The point of the film is precisely to get viewers to understand, and identify with, veteran experiences. First Blood, like war films, and for that matter like War of the Worlds, is trying to get its audience to imaginatively put itself in the place of those who suffer. First Blood is supposed to bring the war home; it is meant to confront civilians with their complicity. Vietnam is placed in rural Washington to show "there are no friendly civilians." Everyone is complicit.
The question is, though, complicit in what? In bringing Vietnam to America, First Blood erases the fact that the real crime of the war was that Americans went to Vietnam. Even the title of the film reflects this confusion; Rambo mutters that the police forced him to violence by drawing "first blood." This turns Vietnam into a personal grudge…which doesn't make any sense at all. America was not attacked by Vietnam and forced to retaliate. Nor was Vietnam fighting to revenge itself on America. The United States parachuted into a conflict that it had little to do with; the Vietnamese fought American troops while they were there because they were there, not because anyone drew first blood. Vietnam is not meaningfully a personal revenge story.
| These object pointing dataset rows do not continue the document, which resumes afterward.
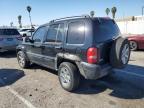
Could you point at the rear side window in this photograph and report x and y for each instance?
(55, 33)
(76, 33)
(9, 32)
(105, 29)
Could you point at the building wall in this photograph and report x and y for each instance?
(131, 27)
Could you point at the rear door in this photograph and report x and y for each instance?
(11, 37)
(53, 44)
(34, 50)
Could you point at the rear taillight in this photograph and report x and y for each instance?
(93, 55)
(19, 38)
(1, 39)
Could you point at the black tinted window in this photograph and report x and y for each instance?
(60, 33)
(39, 34)
(76, 33)
(55, 33)
(105, 29)
(9, 32)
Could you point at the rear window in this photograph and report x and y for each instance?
(9, 32)
(76, 33)
(105, 29)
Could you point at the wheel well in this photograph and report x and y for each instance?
(135, 42)
(18, 50)
(61, 60)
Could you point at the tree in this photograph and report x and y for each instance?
(107, 11)
(29, 11)
(11, 24)
(113, 11)
(19, 21)
(92, 13)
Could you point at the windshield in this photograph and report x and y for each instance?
(9, 32)
(105, 29)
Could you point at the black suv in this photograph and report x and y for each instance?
(76, 46)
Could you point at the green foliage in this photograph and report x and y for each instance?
(107, 11)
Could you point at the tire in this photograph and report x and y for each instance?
(120, 53)
(22, 60)
(69, 76)
(133, 45)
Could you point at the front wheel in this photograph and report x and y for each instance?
(133, 45)
(69, 76)
(23, 62)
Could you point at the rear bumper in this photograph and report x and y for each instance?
(93, 71)
(7, 48)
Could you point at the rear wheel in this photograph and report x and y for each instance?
(69, 76)
(23, 62)
(120, 53)
(133, 45)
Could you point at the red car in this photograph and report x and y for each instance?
(136, 42)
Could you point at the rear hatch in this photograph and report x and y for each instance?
(9, 37)
(105, 33)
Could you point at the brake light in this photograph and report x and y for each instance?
(93, 55)
(19, 38)
(1, 39)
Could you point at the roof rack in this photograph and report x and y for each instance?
(83, 16)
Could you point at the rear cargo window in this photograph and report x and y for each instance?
(105, 29)
(9, 32)
(76, 33)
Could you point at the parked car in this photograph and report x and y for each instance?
(26, 32)
(9, 39)
(136, 42)
(76, 46)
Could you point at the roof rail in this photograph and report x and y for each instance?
(83, 16)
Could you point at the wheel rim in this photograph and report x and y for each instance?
(125, 54)
(133, 45)
(21, 59)
(65, 77)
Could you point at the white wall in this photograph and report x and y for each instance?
(131, 27)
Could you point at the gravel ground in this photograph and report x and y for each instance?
(39, 87)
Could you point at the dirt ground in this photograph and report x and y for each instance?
(38, 87)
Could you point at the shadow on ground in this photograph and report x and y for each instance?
(121, 85)
(8, 54)
(10, 76)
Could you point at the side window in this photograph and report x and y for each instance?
(39, 34)
(55, 33)
(60, 33)
(76, 33)
(52, 32)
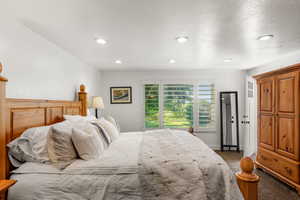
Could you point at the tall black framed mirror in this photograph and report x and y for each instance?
(229, 121)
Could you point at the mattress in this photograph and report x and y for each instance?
(161, 164)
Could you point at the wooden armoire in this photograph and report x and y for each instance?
(278, 124)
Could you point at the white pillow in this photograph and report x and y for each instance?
(87, 142)
(31, 146)
(75, 118)
(109, 128)
(114, 122)
(61, 150)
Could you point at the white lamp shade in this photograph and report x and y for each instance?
(97, 102)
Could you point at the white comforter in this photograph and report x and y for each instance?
(150, 165)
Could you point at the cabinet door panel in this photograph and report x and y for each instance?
(287, 137)
(287, 86)
(287, 115)
(266, 94)
(266, 131)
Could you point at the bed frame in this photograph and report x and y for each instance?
(16, 115)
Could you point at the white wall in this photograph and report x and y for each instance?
(131, 116)
(37, 68)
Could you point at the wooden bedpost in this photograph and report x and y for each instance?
(84, 101)
(3, 164)
(247, 180)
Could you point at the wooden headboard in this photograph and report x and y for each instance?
(17, 115)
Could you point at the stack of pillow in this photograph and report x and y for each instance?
(61, 143)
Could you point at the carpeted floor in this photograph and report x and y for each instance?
(269, 188)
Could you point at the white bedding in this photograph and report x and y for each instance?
(160, 164)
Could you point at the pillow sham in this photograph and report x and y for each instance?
(31, 146)
(114, 122)
(76, 118)
(103, 134)
(61, 150)
(109, 128)
(87, 142)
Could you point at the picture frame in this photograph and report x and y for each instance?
(121, 95)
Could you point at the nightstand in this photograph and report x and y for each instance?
(4, 185)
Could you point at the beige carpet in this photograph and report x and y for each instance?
(269, 188)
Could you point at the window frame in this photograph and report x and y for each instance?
(196, 105)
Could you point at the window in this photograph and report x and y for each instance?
(180, 106)
(152, 119)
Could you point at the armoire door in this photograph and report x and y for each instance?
(266, 131)
(266, 123)
(266, 95)
(287, 115)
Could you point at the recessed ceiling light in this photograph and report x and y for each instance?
(228, 60)
(172, 61)
(182, 39)
(265, 37)
(101, 41)
(118, 62)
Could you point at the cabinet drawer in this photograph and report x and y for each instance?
(283, 166)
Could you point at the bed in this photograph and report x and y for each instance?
(160, 164)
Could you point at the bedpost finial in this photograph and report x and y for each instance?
(247, 165)
(82, 88)
(2, 79)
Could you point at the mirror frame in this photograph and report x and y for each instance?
(237, 122)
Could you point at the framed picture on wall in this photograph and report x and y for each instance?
(120, 95)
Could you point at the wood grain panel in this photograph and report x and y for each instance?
(286, 92)
(72, 110)
(266, 94)
(54, 115)
(266, 136)
(23, 119)
(287, 137)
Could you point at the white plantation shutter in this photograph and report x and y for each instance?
(207, 104)
(152, 114)
(178, 100)
(180, 106)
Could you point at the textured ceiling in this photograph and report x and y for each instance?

Transplanting First Blood to America is a way of making the war intimate and accessible. But the Vietnam war was not intimate and personal for the United States. It was a colonial proxy war, whose effects were overwhelmingly felt by people who were not Americans. Soldiers and veterans suffered horribly, but a film that makes the war about them alone can't help but dissolve into moral confusion and self-justification. If Americans are the only people in the world, then Americans are right, one way or the other. Reverse colonial sci-fi is less an assertion of sympathy with the oppressed than a insistence that we don't deserve to have done to us what we did to them. First Blood only cares about the blood of Americans. As such, it's not imagining a new tomorrow without Vietnams. Rather, it posits a future in which America is ever more successful at becoming everywhere.